Sippin' Cider (The Prettiest Girl)
"Sippin Cider" is an echo song where the "leader" sings each line and then the "group" repeats each line. Then at the end of each verse the whole group sings the whole verse together.
This is the same tune and exactly the same type of song as The Littlest Worm. Given that they both involve sipping from a straw, I'd imagine one is based on the other.
Sippin' Cider (The Prettiest Girl)
Camp Song
The prettiest girl
I ever saw
Was sippin' cider
Through a straw.
(Repeat whole verse.)
I told that gal
I didn't see how
She sipped that cider
Through a straw.
(Repeat whole verse.)
Then cheek to cheek
And jaw to jaw
We sipped that cider
Through a straw.
(Repeat whole verse.)
And now and then
That straw would slip
And I'd sip some cider
From her lip.
(Repeat whole verse.)
And now I've got
A mother-in-law
From sippin' cider
Through a straw.*
(Repeat whole verse.)
The moral of
This little tale
Is to sip your cider
Through a pail.
(Repeat whole verse.)
Notes
*Alternate verse:
And now I've got
A mother-in-law
And nineteen kids
That call me "Paw" (or "Maw").
This song can be found as "Sucking cider" in "American Songbag" (1927) compiled by Carl Sandburg. In that version every instance of "sipping" is replaced by "sucking".
Comments
Composed by Carey Morgan and Lee David in 1919.
Nancy sent the following recording with the note:
"I have more verses for you for a different version.

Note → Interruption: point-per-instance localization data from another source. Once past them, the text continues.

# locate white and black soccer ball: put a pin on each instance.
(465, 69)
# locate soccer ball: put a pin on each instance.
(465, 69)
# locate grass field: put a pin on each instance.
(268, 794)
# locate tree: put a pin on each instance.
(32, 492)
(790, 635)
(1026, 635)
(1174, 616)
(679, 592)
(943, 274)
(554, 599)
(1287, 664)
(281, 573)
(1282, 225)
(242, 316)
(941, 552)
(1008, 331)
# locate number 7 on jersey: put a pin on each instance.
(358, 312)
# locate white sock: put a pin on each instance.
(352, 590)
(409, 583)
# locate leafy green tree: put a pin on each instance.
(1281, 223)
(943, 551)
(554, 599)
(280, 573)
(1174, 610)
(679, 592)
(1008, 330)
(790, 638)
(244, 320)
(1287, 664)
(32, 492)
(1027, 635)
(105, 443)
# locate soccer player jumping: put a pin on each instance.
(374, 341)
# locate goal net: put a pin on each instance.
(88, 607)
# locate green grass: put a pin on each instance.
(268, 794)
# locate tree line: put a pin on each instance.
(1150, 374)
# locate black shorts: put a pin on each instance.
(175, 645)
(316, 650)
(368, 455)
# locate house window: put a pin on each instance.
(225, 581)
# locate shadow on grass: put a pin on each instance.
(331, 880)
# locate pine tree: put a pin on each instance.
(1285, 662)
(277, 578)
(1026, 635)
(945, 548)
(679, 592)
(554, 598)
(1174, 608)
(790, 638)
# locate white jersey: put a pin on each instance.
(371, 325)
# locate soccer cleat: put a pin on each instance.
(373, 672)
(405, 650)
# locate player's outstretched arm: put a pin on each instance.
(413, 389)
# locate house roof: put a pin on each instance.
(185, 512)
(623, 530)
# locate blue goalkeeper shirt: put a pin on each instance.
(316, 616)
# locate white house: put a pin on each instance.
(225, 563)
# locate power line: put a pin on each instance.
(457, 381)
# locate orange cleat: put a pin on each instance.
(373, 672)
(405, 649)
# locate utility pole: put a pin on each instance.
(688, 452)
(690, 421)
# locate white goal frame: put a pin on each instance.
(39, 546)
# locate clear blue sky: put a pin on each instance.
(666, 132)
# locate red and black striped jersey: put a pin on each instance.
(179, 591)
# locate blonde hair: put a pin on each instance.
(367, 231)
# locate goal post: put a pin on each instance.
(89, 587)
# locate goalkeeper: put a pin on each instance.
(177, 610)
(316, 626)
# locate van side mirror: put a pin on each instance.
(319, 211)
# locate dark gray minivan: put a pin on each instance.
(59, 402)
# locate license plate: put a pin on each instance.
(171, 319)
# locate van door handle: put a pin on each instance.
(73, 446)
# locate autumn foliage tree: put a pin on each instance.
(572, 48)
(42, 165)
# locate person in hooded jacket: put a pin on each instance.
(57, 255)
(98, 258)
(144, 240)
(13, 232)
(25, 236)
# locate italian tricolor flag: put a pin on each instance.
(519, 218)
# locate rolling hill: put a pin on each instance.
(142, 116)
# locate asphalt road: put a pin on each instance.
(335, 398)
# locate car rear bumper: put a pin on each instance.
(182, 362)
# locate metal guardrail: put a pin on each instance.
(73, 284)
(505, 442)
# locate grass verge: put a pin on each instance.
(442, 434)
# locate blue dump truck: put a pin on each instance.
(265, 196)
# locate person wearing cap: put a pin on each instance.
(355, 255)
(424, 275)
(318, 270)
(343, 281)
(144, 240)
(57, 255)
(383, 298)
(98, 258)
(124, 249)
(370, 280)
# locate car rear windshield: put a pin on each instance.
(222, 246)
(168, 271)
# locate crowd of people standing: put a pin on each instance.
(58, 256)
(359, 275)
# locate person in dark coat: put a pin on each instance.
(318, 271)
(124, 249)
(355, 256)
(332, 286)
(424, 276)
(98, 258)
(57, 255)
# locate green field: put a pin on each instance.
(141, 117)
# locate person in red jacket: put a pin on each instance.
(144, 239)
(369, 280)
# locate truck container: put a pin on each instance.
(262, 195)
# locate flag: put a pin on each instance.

We sang this in junior high school while we were on field trips in the early 1960s in Northern New Jersey..."
The prettiest girl I ever saw
was sippin' cider through a straw.
(Repeat)
I said to her, "What you doin' that for
a sippin' cider through a straw?"
(Repeat)
She said to me, "Why don't you know
that sippin' cider's all I know?"
(Repeat)
Now 28 kids all call me paw
from sippin' cider through a straw.
(Repeat)
This is the end. There ain't no more
of sippin' cider through a straw.
(Repeat)
Many thanks to Nancy Membrez for singing "The Prettiest Girl" for us!